MARLENE KUNTZ, Il vile (Consorzio Produttori Indipendenti, 1996)

“Il vile” è un album difficile. Difficile sia per chi lo ascolta, sia per chi lo ha composto. Non doveva essere facile l’approccio con nuovi brani dopo il successo di “Catartica”. Ma il gruppo capitanato da Cristiano Godano, con un nuovo bassista – Dan Solo, di estrazione metal – non teme confronti e parte a raffica, buttandosi a testa bassa in una “mischia gaia di vipere”.

Al centro delle canzoni dei Marlene c’è sempre la figura di Godano, autore di tutti i testi, che passa dalla rabbia di “Retrattile” (“probabilmente meritavo di più”) al mesto ricordo di un incidente stradale nella bellissima “L’agguato”. Le chitarre come al solito sono distorte, mescolate fra loro, quasi ad inseguirsi in riff sempre efficaci e complessi, adornati da un basso potente e continuo e da una batteria originale e spiazzante.

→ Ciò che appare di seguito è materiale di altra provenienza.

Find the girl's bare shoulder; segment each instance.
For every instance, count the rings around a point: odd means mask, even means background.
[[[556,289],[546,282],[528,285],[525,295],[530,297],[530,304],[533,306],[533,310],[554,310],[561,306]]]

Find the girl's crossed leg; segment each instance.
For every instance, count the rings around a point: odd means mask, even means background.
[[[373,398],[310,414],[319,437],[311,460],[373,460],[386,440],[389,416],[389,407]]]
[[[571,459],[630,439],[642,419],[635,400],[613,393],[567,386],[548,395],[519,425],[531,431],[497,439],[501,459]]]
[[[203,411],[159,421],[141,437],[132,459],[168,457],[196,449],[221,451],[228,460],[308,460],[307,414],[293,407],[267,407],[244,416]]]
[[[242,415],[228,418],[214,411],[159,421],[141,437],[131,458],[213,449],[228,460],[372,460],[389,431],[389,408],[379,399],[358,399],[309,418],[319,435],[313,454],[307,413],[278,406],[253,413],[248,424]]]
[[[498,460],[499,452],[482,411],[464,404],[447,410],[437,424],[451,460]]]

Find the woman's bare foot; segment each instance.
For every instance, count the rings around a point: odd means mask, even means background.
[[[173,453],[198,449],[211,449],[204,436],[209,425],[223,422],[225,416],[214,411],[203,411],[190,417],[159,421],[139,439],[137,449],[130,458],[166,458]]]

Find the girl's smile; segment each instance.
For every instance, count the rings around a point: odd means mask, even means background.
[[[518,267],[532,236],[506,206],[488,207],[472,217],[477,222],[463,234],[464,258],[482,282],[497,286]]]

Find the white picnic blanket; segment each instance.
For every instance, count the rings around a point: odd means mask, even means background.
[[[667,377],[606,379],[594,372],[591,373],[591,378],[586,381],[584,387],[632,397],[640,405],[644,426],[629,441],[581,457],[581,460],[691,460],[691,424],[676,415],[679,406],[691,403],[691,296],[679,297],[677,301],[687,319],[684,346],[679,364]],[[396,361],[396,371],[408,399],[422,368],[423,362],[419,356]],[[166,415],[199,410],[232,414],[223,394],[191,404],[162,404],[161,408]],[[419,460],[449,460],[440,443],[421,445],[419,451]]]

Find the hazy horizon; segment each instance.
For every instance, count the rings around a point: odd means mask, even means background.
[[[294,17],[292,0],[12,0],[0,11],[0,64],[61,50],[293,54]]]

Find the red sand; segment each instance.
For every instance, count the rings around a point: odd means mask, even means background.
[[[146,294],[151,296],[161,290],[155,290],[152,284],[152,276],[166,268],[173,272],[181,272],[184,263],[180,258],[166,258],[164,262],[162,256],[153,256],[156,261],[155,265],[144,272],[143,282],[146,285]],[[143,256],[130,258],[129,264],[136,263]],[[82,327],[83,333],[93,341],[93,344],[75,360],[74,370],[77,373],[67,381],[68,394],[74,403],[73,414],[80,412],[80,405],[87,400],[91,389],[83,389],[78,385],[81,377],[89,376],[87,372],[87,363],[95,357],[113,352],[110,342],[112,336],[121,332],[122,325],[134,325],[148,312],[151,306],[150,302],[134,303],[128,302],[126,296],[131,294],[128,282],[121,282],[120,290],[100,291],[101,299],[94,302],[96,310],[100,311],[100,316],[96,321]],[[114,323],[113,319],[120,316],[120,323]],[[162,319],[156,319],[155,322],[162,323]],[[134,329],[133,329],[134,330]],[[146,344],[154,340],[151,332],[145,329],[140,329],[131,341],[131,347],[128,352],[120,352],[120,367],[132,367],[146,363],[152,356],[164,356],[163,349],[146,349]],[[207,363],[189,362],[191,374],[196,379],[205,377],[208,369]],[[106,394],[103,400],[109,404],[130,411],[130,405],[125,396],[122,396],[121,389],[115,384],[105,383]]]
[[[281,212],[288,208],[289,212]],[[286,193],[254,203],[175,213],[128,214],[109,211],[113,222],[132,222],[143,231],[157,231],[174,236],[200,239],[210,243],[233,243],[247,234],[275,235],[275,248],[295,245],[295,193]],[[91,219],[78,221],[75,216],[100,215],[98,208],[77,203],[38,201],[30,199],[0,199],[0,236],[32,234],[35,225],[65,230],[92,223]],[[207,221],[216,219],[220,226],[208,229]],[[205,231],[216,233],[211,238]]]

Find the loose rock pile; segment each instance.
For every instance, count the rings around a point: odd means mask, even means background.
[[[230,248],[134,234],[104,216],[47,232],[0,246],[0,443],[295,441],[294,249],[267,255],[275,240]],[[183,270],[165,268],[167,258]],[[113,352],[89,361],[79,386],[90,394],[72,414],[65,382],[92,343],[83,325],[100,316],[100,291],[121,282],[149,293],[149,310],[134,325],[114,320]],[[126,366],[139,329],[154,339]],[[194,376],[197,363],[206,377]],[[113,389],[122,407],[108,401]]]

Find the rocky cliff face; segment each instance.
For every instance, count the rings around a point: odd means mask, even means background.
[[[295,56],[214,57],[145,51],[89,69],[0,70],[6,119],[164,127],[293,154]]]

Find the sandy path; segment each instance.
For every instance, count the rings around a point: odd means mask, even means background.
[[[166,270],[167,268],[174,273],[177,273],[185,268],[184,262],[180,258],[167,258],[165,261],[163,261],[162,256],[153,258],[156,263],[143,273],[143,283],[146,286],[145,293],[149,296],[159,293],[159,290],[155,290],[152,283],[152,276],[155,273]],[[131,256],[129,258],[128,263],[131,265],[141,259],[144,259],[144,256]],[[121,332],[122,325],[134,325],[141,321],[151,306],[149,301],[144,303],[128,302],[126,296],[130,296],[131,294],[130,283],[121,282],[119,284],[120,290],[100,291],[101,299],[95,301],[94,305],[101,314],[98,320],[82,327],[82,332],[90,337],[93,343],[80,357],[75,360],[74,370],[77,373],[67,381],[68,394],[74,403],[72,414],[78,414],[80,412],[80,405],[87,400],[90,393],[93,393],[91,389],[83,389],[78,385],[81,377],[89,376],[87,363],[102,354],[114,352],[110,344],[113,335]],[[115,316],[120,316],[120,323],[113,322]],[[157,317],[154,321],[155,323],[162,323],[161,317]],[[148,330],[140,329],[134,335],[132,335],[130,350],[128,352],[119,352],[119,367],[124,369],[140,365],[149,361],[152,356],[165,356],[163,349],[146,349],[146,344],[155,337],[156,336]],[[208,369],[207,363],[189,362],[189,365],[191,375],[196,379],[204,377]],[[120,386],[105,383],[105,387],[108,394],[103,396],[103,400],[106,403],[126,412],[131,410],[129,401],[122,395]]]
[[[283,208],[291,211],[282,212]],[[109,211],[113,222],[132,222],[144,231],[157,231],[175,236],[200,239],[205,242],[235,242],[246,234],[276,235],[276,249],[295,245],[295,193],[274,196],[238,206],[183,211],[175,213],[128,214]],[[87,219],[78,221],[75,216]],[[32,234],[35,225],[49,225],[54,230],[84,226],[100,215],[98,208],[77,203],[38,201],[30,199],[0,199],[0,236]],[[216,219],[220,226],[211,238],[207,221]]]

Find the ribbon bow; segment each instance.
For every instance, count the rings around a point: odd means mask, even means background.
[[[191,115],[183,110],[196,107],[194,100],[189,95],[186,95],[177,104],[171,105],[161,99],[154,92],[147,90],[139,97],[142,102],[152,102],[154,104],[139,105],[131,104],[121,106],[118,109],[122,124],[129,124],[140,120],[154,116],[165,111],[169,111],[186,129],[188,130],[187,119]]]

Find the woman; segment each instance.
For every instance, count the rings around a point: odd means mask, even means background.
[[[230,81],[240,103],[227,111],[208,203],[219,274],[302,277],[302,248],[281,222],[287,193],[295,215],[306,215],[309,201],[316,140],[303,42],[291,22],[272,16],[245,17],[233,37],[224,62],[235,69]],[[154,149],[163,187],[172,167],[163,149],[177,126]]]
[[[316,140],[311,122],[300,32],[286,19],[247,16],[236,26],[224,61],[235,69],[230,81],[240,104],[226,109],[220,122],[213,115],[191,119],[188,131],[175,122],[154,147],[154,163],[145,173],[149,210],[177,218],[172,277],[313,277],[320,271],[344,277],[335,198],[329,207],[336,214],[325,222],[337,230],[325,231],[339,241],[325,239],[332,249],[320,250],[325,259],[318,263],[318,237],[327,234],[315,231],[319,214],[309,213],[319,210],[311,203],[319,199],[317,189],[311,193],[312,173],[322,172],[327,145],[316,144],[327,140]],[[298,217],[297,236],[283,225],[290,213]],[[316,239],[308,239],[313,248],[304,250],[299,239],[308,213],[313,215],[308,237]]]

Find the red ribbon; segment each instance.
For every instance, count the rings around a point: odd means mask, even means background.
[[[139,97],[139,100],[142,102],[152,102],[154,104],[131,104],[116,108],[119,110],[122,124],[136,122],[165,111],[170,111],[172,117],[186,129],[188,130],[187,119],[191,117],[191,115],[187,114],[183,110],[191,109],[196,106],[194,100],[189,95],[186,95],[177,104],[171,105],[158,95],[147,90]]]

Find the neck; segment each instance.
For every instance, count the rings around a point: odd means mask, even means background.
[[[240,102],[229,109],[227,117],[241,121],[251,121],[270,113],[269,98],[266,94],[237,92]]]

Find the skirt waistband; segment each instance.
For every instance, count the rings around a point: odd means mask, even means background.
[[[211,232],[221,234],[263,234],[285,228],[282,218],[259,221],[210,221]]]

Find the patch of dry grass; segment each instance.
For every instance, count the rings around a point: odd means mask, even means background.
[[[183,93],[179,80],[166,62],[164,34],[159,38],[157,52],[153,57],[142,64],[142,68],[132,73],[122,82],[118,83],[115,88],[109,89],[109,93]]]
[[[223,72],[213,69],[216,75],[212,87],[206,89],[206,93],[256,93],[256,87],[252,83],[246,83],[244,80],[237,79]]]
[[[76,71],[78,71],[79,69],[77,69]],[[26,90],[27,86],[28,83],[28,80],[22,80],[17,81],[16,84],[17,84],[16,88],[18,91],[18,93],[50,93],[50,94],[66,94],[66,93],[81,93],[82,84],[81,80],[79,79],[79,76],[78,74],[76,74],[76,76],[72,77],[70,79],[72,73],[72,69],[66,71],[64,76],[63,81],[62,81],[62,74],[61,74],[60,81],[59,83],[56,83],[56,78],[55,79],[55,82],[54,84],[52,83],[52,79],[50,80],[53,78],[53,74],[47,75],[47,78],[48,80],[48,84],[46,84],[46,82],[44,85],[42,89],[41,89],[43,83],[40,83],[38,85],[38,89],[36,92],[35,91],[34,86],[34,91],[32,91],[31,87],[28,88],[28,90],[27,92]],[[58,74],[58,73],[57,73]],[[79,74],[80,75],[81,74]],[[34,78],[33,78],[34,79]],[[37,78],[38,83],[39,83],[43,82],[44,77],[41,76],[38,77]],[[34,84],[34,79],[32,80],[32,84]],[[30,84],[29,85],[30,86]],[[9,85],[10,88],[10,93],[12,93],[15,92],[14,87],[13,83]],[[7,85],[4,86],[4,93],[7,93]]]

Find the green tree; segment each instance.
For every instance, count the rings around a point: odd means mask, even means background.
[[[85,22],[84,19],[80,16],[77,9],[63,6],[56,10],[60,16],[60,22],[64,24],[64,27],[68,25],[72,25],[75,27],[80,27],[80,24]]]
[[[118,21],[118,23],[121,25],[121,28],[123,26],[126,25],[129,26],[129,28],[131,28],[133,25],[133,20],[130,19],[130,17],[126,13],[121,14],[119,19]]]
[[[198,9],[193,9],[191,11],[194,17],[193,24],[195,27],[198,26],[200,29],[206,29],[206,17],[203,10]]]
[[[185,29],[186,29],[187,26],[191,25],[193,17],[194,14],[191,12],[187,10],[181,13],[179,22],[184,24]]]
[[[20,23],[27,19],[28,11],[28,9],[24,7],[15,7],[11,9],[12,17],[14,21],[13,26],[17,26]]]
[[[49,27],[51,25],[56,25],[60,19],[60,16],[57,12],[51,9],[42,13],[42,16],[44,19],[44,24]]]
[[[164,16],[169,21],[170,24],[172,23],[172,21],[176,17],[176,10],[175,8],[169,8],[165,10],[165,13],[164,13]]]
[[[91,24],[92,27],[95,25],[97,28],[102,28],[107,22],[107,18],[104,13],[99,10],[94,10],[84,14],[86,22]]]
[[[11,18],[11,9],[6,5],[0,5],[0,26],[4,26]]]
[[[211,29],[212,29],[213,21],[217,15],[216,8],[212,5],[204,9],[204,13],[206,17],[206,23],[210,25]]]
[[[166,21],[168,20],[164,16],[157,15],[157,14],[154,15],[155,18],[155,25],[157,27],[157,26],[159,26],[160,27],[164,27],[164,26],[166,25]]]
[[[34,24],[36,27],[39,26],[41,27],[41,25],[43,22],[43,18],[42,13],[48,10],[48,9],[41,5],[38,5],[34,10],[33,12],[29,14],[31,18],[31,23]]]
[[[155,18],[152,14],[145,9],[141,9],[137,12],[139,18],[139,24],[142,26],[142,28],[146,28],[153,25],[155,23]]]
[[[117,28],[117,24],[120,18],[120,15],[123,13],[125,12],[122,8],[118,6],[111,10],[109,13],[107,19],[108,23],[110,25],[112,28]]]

E se nei brani più duri si evince l’asprezza della lingua di Godano – come in “Cenere” e “Overflash” – sono le canzoni d’amore a rilanciare altissimo il nome della band. “Come stavamo ieri”, “L’esangue Deborah” e “Ti giro intorno” sono figlie più che degne dell’ormai storica “Nuotando nell’aria”, anche se il punto più alto dell’intero album è la frastagliata “Ape regina”. Sempre pronta a passare dalla dolcezza alla rabbia, la voce di Godano raggiunge qui i suoi picchi, mentre il contorno sonoro è straordinariamente aderente alla filosofia del gruppo, e il ritornello irrompe improvvisamente a spiazzarci, dolce nella sua straziante atrocità (“posso fare fuori parti di voi con facilità, la mostruosità di ciò ravviva la parte cattiva che non ho avuto mai”) e alla fine Godano si svela: nasconderà con dolcezza il vuoto che è intorno, e che altri non è se non il ricordo.

Un innesto quasi punk con “E non cessa di girare la mia testa in mezzo al mare” e poi via alla distorsione, al marchio di fabbrica, via al “Vile”: «onorate il vile!», sì, onoratelo, perché altri non è se non «ordito, trama stoffa e seta». Musica tessuta coma una trama, ora distorta ora morbida come seta, i cui fili però provengono da altre nobili matasse. Perché ancora rimangono stralci di Sonic Youth, di CSI, di Butthole Surfers, di Einsturzende Neubauten, ma ora i Marlene Kuntz sono più consapevoli, ora sono loro a dover essere imitati.